Alberta, Canada's oil province, will clean up 5% of its inactive wells by 2023

A regulatory report on Thursday said that the number of inactive gas and oil wells in Alberta, Canada’s largest fossil fuel producing province, dropped 5% from 2022 to 2023, indicating progress in reclamation and decommissioning work. Alberta has 79,000 inactive wells compared to 83,000 in 2012. Inactive wells are no longer producing oil or gas, and must be permanently plugged. The land surrounding them should also be restored. Canada is the fourth largest oil producer in the world and the sixth largest gas producer. Its western provinces have hundreds of thousands active and non-active wells. Some of these wells are orphans.

Canada Environment Minister warns oil companies against retaining emissions data

Canada's Environment Minister warned Wednesday that oil companies who withheld data on emissions would be violating federal law. This was after Alberta's Premier said the province had considered measures to stop a proposed cap. Danielle Smith, Premier of Alberta, said on Tuesday that her government will introduce a motion to the legislature to allow them to challenge Ottawa's proposed cap on oil and gas emissions. Alberta, Canada's largest oil and natural gas province, is also looking into other ways to undermine the cap should it become law. These include restricting access to oil and gas installations in Alberta as well as access to emission data.

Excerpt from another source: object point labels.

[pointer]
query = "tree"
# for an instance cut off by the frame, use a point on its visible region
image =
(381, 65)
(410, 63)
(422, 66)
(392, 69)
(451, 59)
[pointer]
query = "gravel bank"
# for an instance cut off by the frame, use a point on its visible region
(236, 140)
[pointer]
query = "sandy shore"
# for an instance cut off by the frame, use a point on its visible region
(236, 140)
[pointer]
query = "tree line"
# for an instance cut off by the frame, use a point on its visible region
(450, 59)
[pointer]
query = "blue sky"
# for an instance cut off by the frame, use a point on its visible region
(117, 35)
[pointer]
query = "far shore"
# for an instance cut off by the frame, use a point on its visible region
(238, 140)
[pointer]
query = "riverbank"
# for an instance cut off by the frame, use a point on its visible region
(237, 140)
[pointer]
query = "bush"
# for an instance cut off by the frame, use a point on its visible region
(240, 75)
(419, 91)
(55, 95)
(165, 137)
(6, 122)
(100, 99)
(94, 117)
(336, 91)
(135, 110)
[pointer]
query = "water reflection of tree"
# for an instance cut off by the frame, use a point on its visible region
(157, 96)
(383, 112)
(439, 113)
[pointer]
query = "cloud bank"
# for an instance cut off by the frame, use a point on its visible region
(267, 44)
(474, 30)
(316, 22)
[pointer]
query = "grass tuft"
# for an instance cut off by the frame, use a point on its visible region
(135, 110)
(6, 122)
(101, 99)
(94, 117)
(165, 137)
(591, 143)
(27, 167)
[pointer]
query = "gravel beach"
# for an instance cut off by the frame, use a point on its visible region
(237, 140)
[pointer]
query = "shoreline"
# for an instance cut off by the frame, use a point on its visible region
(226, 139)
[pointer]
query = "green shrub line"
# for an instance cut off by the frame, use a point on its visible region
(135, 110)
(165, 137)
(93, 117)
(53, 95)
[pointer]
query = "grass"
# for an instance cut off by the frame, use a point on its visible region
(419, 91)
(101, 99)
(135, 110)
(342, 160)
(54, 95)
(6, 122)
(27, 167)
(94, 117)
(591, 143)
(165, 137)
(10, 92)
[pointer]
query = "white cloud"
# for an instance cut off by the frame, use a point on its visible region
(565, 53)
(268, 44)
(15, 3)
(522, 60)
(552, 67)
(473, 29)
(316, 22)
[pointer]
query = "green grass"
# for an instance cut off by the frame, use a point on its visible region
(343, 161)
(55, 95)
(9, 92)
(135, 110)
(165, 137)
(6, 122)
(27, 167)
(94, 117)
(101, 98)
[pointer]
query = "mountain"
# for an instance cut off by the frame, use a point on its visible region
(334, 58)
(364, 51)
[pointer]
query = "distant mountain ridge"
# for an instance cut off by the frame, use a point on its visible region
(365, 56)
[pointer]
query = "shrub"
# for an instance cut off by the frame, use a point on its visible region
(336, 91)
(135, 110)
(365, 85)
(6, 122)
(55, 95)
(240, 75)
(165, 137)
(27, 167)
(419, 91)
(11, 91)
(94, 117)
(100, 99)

Ovintiv extends Montney footprint by $2.38 billion

Ovintiv, a Canadian shale producer, announced on Thursday that it would acquire oil assets from Paramount Resources in exchange for cash of approximately $2.38 billion. This will strengthen its position in Canada’s highly productive Montney shale. About half of Canada's natural gas is produced in the shale formation that spans northern Alberta, British Columbia and British Columbia. The assets are near Ovintiv’s current operations. They would add 70,000 barrels per day of oil equivalent production to the Montney Formation in Alberta. Ovintiv said that it will also sell its Uinta Basin asset, located in Utah to FourPoint Resources, for $2 billion.

Sunshine Oilsands operations halted by Canadian regulator

Sunshine Oilsands has been ordered by a Canadian regulator to suspend all operations in the oil sands area of northern Alberta, including its wells, pipelines and facilities, due to a continuous failure to comply with environmental and safety regulations. The Alberta Energy Regulator's (AER) order of Nov. 14, also required Sunshine Oilsands to post a C$6,091,318 (4.36 million dollars) security deposit in order to offset the estimated costs of abandoning or recovering a well or an facility. Tuesday, the company didn't immediately respond to an inquiry for comment.